With a largely disappointing short-term economic forecast to discuss, finance and trade ministers from the world's richest countries are to meet Tuesday in Paris.
The two-day ministerial meeting follows a mediocre global report card from the OECD, which last week predicted economies of many member countries will continue to struggle this year, before picking up steam. Overall, the organization downgraded its economic-growth forecast for industrialized nations to 1.9 percent in 2003, from its previous 2.2 percent assessment.
Ministers from the 30 industrialized countries that belong to the Paris organization will gather Tuesday and Wednesday to talk about the factors limiting growth, along with other economic issues.
The organization believes several factors are dragging down short-term economic growth, including fears of higher oil prices and terrorist attacks, along with the possible impact of a new form of pneumonia, known as Severe Acute Respiratory Syndrome.
The OECD based its forecast on a fairly rapid victory of coalition forces in Iraq, but the group said resolving the Iraqi crisis was not enough to jump-start many faltering world economies.

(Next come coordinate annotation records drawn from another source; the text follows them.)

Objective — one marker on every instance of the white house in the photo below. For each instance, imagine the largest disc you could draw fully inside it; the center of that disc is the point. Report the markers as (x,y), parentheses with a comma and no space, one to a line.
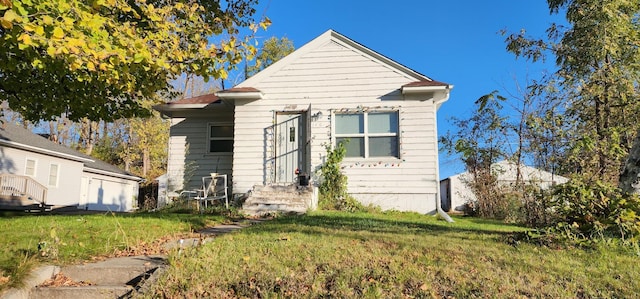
(280,120)
(43,171)
(455,191)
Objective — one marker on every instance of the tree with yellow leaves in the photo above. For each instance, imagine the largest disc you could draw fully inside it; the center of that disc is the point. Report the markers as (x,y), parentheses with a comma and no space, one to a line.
(100,58)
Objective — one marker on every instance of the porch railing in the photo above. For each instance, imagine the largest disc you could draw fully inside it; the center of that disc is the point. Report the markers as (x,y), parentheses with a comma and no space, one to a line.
(22,186)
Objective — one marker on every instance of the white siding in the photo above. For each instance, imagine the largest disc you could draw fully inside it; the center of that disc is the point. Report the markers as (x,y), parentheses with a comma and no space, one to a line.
(106,193)
(189,159)
(330,78)
(66,193)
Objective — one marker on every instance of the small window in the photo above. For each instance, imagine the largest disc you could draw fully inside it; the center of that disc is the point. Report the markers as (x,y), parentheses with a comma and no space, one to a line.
(30,168)
(53,175)
(220,138)
(369,134)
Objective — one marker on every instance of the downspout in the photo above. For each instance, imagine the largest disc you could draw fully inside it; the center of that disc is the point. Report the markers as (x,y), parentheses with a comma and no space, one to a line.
(439,209)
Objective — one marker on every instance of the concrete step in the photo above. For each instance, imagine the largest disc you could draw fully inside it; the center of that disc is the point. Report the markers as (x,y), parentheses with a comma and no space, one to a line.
(117,271)
(112,278)
(81,292)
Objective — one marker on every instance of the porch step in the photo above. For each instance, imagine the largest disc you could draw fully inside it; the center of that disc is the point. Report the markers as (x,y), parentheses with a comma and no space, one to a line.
(113,278)
(279,199)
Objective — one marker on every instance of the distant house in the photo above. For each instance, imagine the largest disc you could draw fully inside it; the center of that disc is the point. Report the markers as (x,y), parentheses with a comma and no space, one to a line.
(275,125)
(455,191)
(34,169)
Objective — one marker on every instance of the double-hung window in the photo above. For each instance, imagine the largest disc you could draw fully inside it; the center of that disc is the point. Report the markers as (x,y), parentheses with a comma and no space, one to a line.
(369,134)
(220,138)
(30,167)
(53,175)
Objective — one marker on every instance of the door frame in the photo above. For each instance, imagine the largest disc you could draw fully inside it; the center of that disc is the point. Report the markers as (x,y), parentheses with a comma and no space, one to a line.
(303,141)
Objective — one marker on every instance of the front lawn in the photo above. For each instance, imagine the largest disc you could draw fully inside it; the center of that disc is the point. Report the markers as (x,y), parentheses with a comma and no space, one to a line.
(30,240)
(392,255)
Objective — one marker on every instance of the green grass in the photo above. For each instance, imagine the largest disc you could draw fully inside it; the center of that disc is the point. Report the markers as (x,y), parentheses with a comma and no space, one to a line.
(74,238)
(392,255)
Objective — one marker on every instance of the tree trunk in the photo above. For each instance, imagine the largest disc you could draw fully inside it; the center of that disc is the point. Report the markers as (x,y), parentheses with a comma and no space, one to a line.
(629,181)
(146,162)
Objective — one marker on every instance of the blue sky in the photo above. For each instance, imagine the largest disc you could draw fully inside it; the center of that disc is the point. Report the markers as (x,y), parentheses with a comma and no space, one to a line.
(454,41)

For example, the group predicts the 12-nation euro-currency zone will grow only one percent this year and 2.4 percent in 2004. The organization faulted some members of the European currency zone, such as France, for high budget deficits and for slowness in implementing needed economic reforms. The French government has faced mounting domestic criticism in recent weeks, for plans to overhaul its pension system.
But other countries face a brighter economic assessment. The OECD predicted a relatively robust five percent growth for Russia this year, for example. And the organization says the United States is expected to grow only 2.5 percent this year, but will then speed up to four percent for 2004.